The Waimāpihi was a vital resource to Māori, with archaeological remains showing settlements along the stream dating back 600 years. The stream was considered sacred to the inhabitants of Te Aro Pā, who relied on it for food, drinking water, and irrigation.

Following the arrival of European settlers, the stream was used as a sewer. The spread of diseases from flooding, as well as the need for flatland to build on, lead to settlers culverting Waimāpihi and other streams in Wellington. Construction of the culvert began in 1880, and the majority of the stream had been piped underground by 1890.

In November 2012, the stream and remnants of its 19th-century culvert were discovered during the construction of a Z Energy petrol station on Vivian Street. An archaeological study at the construction site found middens from old Māori settlements dating back to the 15th-century. Blue koru patterns painted across the station's forecourt mark the stream's underground path, and in April 2013 Te Pikonga o Mapihi, a sculpture by Ra Vincent, was unveiled at the station. The sculpture, commemorating the stream, is constructed from red bricks recovered from the discovered culvert.

== Etymology ==
The stream is named after Māpihi, a female rangatira ('chieftain') of Ngāi Tara and Ngāti Mamoe descent who used to bathe in the upper stream. Wai is from the Māori word for 'water'. Separate murals along the stream's path at Aro Valley School and on Garrett Street pay tribute to Māpihi and the stream.
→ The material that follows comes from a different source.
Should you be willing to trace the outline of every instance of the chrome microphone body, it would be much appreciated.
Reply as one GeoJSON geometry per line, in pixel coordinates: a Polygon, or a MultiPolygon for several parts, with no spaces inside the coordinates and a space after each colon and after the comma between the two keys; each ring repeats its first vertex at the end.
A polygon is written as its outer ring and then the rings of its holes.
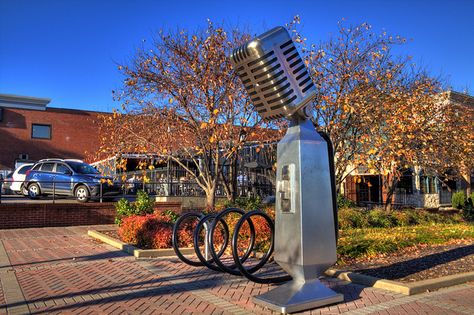
{"type": "Polygon", "coordinates": [[[260,116],[290,120],[277,148],[274,257],[293,280],[254,301],[282,313],[341,302],[319,281],[337,259],[337,209],[331,144],[309,119],[316,87],[283,27],[234,49],[230,60],[260,116]]]}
In the 1830s and 1840s, it was known as the "Te Aro River" or "Aro Stream" by European settlers, named after the Te Aro flat through which it ran.

== Ecology ==
Between 2016 and 2019, only two species of native fish were identified in Waimāpihi – banded kōkopu and koaro (climbing galaxias) – as well as native kōura (freshwater crayfish). Based on similar streams, Waimāpihi may once have been inhabited by additional species, including īnanga (common galaxias) and toitoi (common bully).